Bush's broad appeal to voters of all stripes is still his biggest asset. But it takes a lot of energy to maintain. Bush has stretched himself so thin to span the issues that his support tends to be shallow; voters who like him often can't say why. But if his ideology--a dab of conservatism here, a touch of moderation there--remains difficult to pin down, that is precisely the idea. His self-styled New Republican approach continues to draw supporters from across his party's ideological spectrum. By emphasizing issues like education, for example, Bush is attracting women voters at levels other Republicans can only envy. He is even winning favorable reviews from a majority of moderate and conservative Democrats, according to data collected by the Pew Research Center. And while he has lost ground in New Hampshire, Bush is still the favorite of conservative Republicans in national polls. "Bush is a conservative who doesn't scare moderates," brags a top adviser, who insists that Bush can lose New Hampshire to McCain and still cruise to the nomination. "Our message doesn't just resonate with one target group; it resonates with all of them."

Indeed, Bush's success so far comes in part from nourishing political yearnings on both sides of his party. He sounds almost like a Democrat when he says saving Social Security is a high priority, but he makes like a conservative Republican when he adds that privatizing part of the system is the way to do it. In his Meet the Press interview, Bush broke with his party by endorsing the right of patients to sue their HMOs, but he burnished his social-conservative credentials by declining to meet with the leading group of gay Republicans. He's against hate-crimes legislation aimed at protecting minorities, gays and women, but he's for set-aside programs that give 10% of government contracts--and maybe more--to firms owned by women and minorities as long as there are no "quotas."

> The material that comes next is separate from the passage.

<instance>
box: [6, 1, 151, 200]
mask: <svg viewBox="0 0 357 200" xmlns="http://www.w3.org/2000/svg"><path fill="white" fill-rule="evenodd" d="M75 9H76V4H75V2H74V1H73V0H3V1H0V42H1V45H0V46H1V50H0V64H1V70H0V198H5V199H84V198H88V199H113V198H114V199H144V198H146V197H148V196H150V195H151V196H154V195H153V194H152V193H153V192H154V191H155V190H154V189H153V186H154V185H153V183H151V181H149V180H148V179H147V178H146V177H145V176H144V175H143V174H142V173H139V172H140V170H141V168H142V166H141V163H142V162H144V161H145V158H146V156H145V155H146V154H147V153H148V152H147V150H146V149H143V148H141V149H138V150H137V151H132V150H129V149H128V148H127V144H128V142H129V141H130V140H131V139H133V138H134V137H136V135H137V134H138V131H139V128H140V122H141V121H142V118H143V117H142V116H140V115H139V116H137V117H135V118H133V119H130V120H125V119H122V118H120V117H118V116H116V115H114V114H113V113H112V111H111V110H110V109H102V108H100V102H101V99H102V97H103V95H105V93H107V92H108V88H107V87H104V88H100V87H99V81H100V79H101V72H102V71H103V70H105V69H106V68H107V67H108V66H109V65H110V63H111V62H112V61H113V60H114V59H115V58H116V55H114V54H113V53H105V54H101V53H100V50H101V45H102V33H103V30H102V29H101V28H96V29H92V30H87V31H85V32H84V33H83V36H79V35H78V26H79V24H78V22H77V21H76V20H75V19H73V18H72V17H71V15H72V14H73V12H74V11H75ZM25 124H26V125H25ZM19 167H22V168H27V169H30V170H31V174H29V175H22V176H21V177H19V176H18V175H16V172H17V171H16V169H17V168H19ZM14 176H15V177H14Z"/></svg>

Bush would increase the size and funding of the Department of Education, heresy to social conservatives, who would prefer to see the agency abolished. But if a public school fails to meet standards after three years, he would cut off its federal funds and turn the money over to parents in the form of vouchers, allowing them to send their kids to private school. He satisfies the right by praising conservative Supreme Court stalwarts Antonin Scalia and Clarence Thomas but sticks by his pledge not to use a pro-life "litmus test" in picking court nominees. And even as he promises tax cuts, a G.O.P. staple, he swears he will work hard to close the gap between society's "haves and have-nots."